“İçtihat Metni”



MAHKEMESİ : … 4.FİKRÎ VE SINAÎ HAKLAR HUKUK MAHKEMESİ
VEKİLİ : AV. MİNE GÜNER
VEKİLİ : AV. …


Taraflar arasında görülen davada … 4.Fikrî ve Sınaî Haklar Hukuk Mahkemesi’nce verilen 08/10/2015 tarih ve 2014/157-2015/167 sayılı kararın Yargıtayca incelenmesi davalı vekili tarafından istenmiş ve temyiz dilekçesinin süresi içinde verildiği anlaşılmış olmakla, dava, 6100 sayılı Kanun’un geçici 3/2. maddesi delaletiyle uygulanması gereken HUMK 3156 sayılı Kanun ile değişik 438/1 maddesi hükmü gereğince miktar veya değer söz konusu olmaksızın duruşmalı olarak incelenmesi gereken dava ve işlerin dışında bulunduğundan duruşma isteğinin reddiyle incelemenin dosya üzerinde yapılmasına karar verildikten sonra dava dosyası için Tetkik Hakimi … tarafından düzenlenen rapor dinlendikten ve yine dosya içerisindeki dilekçe, layihalar, duruşma tutanakları ve tüm belgeler okunup, incelendikten sonra işin gereği görüşülüp, düşünüldü:

Davacının İddia ve Görüşleri


Davacı vekili, tanınmış “…” markaları üzerinde müvekkilinin hak sahibi olduğunu, 2005 yılından itibaren müvekkilince kullanılıp 2008 yılından beri de menşe ülke …’de ve Dünyanın diğer bir çok ülkesinde tescil edildiğini, “…” ibareli markaların da Türkiye dahil olmak üzere çeşitli ülkelerde tescilli olduğunu, davalının … nezdinde 2011/25251 sayılı “…” ibaresini kötüniyetli olarak tescil ettirdiğini ileri sürerek davalı adına tescilli 2011/25251 sayılı “…” markasının tescilli olduğu tüm mal ve hizmet sınıflarında hükümsüzlğünü talep ve dava etmiştir.

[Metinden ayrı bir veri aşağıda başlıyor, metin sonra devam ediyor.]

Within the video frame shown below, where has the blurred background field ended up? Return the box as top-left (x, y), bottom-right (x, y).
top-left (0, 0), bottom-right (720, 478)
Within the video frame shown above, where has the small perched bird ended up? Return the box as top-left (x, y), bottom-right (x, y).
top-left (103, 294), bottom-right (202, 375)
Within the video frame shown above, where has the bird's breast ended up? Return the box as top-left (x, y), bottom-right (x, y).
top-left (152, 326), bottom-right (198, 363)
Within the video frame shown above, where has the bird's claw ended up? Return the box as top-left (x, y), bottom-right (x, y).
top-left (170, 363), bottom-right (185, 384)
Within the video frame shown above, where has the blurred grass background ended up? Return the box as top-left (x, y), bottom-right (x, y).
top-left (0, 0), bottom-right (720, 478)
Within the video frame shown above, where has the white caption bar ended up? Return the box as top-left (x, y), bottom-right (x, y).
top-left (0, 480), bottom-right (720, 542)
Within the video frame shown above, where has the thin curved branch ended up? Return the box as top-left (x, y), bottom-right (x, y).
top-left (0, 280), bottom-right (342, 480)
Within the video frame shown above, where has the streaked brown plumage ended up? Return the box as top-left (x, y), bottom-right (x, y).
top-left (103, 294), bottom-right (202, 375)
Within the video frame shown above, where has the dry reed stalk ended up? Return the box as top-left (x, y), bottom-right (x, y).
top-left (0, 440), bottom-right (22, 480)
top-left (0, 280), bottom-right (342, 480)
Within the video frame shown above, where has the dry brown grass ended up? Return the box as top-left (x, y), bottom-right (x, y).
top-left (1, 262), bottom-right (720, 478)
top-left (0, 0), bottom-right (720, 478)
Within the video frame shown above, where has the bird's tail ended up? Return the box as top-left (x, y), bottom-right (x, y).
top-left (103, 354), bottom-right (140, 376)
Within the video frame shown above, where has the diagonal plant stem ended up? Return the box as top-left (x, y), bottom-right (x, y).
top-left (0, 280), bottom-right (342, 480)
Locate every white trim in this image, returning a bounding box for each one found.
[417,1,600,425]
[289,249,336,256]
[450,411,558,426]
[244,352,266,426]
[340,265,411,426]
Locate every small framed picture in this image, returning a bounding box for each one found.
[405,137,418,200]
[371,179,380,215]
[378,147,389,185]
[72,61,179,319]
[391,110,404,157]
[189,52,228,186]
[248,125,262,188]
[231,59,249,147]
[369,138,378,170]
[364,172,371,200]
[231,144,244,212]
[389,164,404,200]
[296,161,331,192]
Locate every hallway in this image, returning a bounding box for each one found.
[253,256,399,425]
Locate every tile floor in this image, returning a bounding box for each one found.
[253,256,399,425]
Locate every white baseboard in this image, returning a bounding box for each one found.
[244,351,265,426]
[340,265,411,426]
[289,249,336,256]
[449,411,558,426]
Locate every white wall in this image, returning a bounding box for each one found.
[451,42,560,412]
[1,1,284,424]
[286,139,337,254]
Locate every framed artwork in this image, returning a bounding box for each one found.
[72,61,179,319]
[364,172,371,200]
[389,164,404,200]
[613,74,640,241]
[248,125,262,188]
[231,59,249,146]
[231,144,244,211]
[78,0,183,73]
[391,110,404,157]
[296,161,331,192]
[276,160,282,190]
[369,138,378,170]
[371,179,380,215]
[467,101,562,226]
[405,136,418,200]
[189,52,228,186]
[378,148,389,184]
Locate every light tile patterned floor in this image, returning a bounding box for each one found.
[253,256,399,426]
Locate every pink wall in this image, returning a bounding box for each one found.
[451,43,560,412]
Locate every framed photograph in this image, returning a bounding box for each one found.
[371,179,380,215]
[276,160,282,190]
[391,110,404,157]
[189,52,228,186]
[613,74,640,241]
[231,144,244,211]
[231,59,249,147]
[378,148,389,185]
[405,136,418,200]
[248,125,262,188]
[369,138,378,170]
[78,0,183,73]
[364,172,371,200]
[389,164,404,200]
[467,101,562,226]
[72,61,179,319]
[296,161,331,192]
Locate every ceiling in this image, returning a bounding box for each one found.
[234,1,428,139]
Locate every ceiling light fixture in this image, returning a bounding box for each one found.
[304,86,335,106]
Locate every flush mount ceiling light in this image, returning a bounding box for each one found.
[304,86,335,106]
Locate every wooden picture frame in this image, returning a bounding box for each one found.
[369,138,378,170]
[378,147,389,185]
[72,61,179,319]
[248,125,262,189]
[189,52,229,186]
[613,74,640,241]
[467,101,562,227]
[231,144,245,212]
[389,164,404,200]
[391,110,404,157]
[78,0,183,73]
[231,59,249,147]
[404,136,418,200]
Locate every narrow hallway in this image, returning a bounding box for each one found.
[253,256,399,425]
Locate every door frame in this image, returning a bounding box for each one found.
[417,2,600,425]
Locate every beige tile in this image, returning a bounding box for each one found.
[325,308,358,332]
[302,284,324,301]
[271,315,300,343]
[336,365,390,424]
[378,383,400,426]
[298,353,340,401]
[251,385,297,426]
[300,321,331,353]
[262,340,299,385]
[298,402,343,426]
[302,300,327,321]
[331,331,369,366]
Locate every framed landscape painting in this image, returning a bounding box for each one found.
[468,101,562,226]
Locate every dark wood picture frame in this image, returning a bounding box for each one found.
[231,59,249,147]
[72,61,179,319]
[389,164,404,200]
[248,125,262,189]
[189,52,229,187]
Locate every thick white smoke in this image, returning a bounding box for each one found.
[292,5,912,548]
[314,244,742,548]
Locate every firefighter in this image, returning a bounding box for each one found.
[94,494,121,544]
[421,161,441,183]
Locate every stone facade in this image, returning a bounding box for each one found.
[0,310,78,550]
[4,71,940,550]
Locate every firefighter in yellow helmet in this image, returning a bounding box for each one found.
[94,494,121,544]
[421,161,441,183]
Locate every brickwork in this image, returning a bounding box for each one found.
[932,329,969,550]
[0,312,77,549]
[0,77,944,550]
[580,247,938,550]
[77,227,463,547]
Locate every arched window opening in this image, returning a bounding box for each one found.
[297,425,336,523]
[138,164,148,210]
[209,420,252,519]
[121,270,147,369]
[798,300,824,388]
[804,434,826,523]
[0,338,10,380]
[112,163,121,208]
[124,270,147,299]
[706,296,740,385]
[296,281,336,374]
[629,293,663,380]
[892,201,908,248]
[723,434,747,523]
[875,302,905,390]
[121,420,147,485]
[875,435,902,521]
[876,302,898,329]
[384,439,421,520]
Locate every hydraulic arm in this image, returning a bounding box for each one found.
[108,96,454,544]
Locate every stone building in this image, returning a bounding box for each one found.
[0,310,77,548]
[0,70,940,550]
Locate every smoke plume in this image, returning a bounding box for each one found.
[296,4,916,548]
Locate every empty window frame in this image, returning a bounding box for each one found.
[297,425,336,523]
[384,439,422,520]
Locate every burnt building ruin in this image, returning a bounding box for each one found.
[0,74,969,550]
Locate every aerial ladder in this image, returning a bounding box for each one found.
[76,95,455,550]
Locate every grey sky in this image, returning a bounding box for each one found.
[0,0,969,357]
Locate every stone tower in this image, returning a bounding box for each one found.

Davalının İddia ve Görüşleri


Davalı vekili, davacının, müvekkili markasının korunma tarihinden önce ibareyi Türkiye’de markasal olarak kullandığına ilişkin bir delil sunamadığını, uyuşmazlık konusu işaretin tanınmışlık vasfının bulunmadığını, davacının yurt dışında tescilli markasının …” ibaresinden oluşurken müvekkili markasının sadece “…” ibaresinden oluştuğunu, markalar arasında iltibasa sebebiyet verecek bir benzerliğin bulunmadığını, markasını ciddi anlamda kullanan ve ona yatırım yapan müvekkilinin kötüniyetli olmadığını savunarak davanın reddini istemiştir.

Yerel Mahkeme Kararı


Mahkemece, iddia, savunma, bilirkişi raporu ve tüm dosya kapsamına göre, sunulan katalog içeriklerinden davacının, dava konusu marka başvurusundan önce “…” ibaresini kadın giyim emtiaları üzerinde kullandığının anlaşıldığı, bu markanın yer aldığı ürünlerin Dünyanın pek çok yerinde tanıtıldığı, online satış yoluyla pazarlandığı, davalının ise işareti ciddi biçimde kullandığına dair somut delil ibraz edemediği, başvurunun kötüniyet taşıdığı gerekçesiyle davanın kabulüne, davalı adına tescilli 2011/25251 sayılı “…” ibareli markanın hükümsüzlüğüne karar verilmiştir.


Kararı, davalı vekili temyiz etmiştir.

Yargıtay Kararı


Dava dosyası içerisindeki bilgi ve belgelere, mahkeme kararının gerekçesinde dayanılan delillerin tartışılıp, değerlendirilmesinde usul ve yasaya aykırı bir yön bulunmamasına göre, davalı vekilinin tüm temyiz itirazları yerinde değildir.


SONUÇ:

Yukarıda açıklanan nedenlerden dolayı, davalı vekilinin bütün temyiz itirazlarının reddiyle usul ve kanuna uygun bulunan hükmün ONANMASINA, aşağıda yazılı bakiye 3,70 TL temyiz ilam harcının temyiz edenden alınmasına, 25/04/2017 tarihinde oybirliğiyle karar verildi.